Kael felt nothing. No satisfaction, no guilt. Just emptiness.

"Was that justice?" Lyra asked quietly, cleaning her knife. "Or just more revenge?"

"Does it matter?" Kael replied. "He was a monster. The world's better off without him."

"Maybe. But how many more monsters until you're satisfied? How much blood before the scales are balanced?"

"I don't know," Kael admitted. "But I'm not stopping now."

They staged the scene to look like a botched robbery, took a few valuables to sell the illusion, and left the way they'd come. By the time Harrow's body was discovered in the morning, they were back at the Golden Griffin, washing blood from their hands.

"Julian will know," Lyra said, scrubbing at a stubborn stain. "He'll know Harrow's death wasn't random."

"Good," Kael said. "Let him know. Let him realize his protections are failing, that his empire is crumbling. Fear is a weapon too."

"And when he comes for us in return?"

"Then we'll be ready."

But as Kael lay in bed that night, Lyra asleep beside him, he couldn't shake Lyra's question.

How much blood before the scales were balanced?

How many deaths before revenge turned into something darker, something that consumed him completely?

"Does it matter?" Soulrender whispered in his mind. "They all deserve death.

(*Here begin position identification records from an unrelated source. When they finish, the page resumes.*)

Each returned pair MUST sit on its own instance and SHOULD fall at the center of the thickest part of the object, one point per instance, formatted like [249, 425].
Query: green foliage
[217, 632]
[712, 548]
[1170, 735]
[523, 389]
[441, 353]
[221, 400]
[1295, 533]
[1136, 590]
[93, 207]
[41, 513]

Julian, his allies, everyone who stood by and let your family die."

"Maybe," Kael thought back. "But where does it end?"

"It ends when we say it ends," the sword replied. "When every enemy is dead and we stand atop a mountain of corpses, victorious."

Kael closed his eyes, trying to shut out the sword's voice, trying to remember what he was fighting for.

Revenge? Justice? Or just the sweet release of violence?

He didn't know anymore.

And that scared him more than anything Julian could do.